Posted by mellow_head on Apr-08-2005 17:09:

Slylee, nice signature. Does it boost your self-esteem whenever you see it? I think you're one fucked up broad


Posted by Slylee on Apr-08-2005 17:11:

i posted it because usually everything out of vivid's mouth about me is negative and sarcastic (we have a history of busting each other's balls), so i did it to be funny.



take two?


Posted by Jackson on Apr-08-2005 17:15:

quote:
Originally posted by Moral Hazard
I'm not a pathetic, degenerate, drain on resources, living a miserable, subsistance life, wollowing in my own self pitty.


Have you ever even spoke to a homeless person before! I mean judge them if you know them but just because someone wants a little help in life he doesnt deserve to live!? Not all of them are Drug addicts.

And your remarks about killing them ASAP is the "humane" thing to do!? These are PEOPLE your talking about, not rats! The UK system is quite good. We have a magazine called "The Big Issue", 9 times out of 10 sold by homeless people by shops in towns and citys. This helps them have some kind of income for food.

quote:
I am a valuable member of my society. My life is worth living.


Since when has a complete Twat been a valuable member of society? You couldnt survive a week on the streets! I've been there, its tough.

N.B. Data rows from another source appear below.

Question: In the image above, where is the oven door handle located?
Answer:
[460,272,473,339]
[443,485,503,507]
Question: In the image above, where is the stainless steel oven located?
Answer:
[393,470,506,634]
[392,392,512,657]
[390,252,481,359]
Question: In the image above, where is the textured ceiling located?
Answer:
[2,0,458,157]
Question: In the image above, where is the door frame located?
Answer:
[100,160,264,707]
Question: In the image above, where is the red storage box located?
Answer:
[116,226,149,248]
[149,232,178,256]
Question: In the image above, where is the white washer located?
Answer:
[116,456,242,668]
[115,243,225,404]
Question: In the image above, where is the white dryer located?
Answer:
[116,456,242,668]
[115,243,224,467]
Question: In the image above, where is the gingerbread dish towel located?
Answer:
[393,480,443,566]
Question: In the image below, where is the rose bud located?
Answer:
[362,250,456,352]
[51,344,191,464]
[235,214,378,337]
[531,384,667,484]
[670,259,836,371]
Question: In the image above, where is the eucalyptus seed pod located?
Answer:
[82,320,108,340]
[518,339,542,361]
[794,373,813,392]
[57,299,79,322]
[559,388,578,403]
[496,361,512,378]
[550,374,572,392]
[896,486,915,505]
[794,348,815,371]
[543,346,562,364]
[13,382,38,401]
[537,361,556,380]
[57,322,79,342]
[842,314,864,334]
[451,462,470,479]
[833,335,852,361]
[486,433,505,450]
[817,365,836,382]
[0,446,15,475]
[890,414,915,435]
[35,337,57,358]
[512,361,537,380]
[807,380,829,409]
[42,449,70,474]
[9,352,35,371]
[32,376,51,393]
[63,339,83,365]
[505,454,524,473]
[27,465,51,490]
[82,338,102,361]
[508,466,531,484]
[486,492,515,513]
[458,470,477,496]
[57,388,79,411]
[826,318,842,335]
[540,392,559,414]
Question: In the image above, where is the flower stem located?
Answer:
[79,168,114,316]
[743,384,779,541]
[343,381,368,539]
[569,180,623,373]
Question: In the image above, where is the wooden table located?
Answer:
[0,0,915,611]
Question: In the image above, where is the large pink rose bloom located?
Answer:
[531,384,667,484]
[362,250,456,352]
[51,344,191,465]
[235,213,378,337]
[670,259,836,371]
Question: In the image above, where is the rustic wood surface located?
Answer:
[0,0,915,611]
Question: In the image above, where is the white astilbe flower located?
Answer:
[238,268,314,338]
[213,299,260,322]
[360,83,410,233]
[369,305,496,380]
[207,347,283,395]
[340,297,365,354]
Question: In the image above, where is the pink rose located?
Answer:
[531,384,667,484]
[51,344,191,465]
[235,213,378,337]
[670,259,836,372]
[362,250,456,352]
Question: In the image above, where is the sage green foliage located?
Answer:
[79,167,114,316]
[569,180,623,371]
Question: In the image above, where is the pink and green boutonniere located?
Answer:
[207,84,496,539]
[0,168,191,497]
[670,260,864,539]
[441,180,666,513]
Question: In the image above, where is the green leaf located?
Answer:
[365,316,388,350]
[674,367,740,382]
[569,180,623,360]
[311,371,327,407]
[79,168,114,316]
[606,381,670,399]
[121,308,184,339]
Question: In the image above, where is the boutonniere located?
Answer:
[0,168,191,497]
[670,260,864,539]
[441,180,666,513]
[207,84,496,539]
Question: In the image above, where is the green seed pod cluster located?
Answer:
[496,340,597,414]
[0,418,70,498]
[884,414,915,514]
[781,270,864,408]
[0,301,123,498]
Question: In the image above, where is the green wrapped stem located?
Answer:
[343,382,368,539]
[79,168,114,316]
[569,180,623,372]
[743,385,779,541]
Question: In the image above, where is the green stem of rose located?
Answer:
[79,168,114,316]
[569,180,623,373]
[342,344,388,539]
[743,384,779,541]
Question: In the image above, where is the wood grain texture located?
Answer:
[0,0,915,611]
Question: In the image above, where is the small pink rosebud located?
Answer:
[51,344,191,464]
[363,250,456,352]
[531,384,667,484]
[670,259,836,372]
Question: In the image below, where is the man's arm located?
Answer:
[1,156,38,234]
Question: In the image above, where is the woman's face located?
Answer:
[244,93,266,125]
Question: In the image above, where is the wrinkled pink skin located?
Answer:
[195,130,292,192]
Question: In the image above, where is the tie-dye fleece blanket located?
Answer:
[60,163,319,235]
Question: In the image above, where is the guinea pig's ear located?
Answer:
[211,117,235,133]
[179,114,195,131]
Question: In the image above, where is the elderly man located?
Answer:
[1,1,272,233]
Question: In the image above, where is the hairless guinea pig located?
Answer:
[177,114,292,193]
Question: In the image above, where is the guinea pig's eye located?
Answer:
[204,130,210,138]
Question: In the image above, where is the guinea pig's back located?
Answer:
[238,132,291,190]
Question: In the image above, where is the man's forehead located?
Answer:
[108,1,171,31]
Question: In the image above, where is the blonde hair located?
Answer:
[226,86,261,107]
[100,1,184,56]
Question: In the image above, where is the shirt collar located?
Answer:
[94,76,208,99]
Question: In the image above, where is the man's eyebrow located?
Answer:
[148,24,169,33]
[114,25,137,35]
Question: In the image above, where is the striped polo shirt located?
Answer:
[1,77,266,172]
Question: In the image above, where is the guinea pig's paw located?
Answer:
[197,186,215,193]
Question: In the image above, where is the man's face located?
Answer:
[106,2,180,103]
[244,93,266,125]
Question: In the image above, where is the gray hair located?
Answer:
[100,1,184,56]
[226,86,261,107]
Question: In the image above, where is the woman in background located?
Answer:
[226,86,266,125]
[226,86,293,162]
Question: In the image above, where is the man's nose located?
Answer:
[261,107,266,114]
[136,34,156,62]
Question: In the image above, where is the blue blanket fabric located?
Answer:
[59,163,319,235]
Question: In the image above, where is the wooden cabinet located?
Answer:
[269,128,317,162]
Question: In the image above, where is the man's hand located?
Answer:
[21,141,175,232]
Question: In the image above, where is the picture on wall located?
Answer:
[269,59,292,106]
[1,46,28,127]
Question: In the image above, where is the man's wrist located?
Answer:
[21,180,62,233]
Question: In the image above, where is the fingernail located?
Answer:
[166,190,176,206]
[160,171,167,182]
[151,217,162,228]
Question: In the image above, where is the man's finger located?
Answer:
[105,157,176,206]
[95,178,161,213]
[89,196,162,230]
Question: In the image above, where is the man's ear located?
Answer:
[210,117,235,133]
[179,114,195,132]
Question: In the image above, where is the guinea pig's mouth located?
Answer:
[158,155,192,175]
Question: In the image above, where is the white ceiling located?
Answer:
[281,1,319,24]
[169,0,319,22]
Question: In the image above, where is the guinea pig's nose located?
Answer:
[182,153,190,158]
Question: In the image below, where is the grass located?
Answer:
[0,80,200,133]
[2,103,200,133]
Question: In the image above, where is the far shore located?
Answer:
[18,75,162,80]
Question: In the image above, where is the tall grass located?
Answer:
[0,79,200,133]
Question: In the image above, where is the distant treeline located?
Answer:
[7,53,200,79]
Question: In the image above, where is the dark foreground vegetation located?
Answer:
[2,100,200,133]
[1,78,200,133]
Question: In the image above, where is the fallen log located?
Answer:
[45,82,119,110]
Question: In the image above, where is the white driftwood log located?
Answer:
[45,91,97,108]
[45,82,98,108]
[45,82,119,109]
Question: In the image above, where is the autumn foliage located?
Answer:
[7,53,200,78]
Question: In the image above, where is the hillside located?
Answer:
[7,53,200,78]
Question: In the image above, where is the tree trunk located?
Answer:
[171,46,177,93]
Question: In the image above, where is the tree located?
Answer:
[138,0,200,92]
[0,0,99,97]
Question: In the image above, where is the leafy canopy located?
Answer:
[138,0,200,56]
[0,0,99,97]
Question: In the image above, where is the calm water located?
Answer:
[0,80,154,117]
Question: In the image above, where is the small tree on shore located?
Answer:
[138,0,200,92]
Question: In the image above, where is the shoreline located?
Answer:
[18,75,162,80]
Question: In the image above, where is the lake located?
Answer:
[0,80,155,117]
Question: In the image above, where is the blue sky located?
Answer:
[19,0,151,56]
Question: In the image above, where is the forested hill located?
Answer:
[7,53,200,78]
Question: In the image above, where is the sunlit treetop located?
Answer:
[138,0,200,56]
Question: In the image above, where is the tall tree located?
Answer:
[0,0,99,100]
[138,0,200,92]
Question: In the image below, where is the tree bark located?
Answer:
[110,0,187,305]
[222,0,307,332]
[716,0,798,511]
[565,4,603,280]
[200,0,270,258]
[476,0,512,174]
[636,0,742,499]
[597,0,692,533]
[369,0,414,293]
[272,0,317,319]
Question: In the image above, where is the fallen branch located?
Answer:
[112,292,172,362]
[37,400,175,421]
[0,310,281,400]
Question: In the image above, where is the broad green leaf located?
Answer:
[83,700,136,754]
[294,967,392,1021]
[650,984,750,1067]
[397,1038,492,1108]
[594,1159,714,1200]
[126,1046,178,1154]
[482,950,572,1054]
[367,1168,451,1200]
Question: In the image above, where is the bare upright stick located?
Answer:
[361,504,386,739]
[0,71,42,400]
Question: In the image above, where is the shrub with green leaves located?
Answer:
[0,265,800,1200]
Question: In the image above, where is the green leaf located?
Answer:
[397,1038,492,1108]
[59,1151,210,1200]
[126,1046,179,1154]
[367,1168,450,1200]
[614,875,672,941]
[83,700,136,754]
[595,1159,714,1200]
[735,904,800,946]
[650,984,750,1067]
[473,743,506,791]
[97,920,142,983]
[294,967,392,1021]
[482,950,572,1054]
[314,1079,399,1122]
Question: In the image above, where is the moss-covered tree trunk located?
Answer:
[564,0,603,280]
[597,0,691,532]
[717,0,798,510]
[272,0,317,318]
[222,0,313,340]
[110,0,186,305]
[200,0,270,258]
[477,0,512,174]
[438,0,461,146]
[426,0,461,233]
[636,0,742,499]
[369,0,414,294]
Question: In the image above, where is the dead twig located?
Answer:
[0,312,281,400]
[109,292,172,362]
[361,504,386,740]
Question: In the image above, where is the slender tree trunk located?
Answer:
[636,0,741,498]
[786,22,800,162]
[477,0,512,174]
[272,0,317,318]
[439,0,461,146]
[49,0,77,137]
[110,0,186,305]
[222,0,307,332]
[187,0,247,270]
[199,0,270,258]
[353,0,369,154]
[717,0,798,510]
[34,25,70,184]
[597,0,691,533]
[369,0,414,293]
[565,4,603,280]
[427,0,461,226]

Posted by Moral Hazard on Apr-08-2005 17:18:

quote:
Originally posted by Slylee
sorry ur not convincing me, you just admitted to being excited about paying a bum a visit to kick him for a buck.


real quality human being you are...really.


and since when do you speak on behalf of mankind? it's not your fucking decison on what to do with people who are suffering...and they are only suffering in your eyes.


First, I didn't say I've every actually kicked the gentleman... I said that he was my favorite bum and I feel like going down to see him when I have a bad day... not that I have.

I didn't say that I spoke on behalf of mankind, I was simply stateing my opinion.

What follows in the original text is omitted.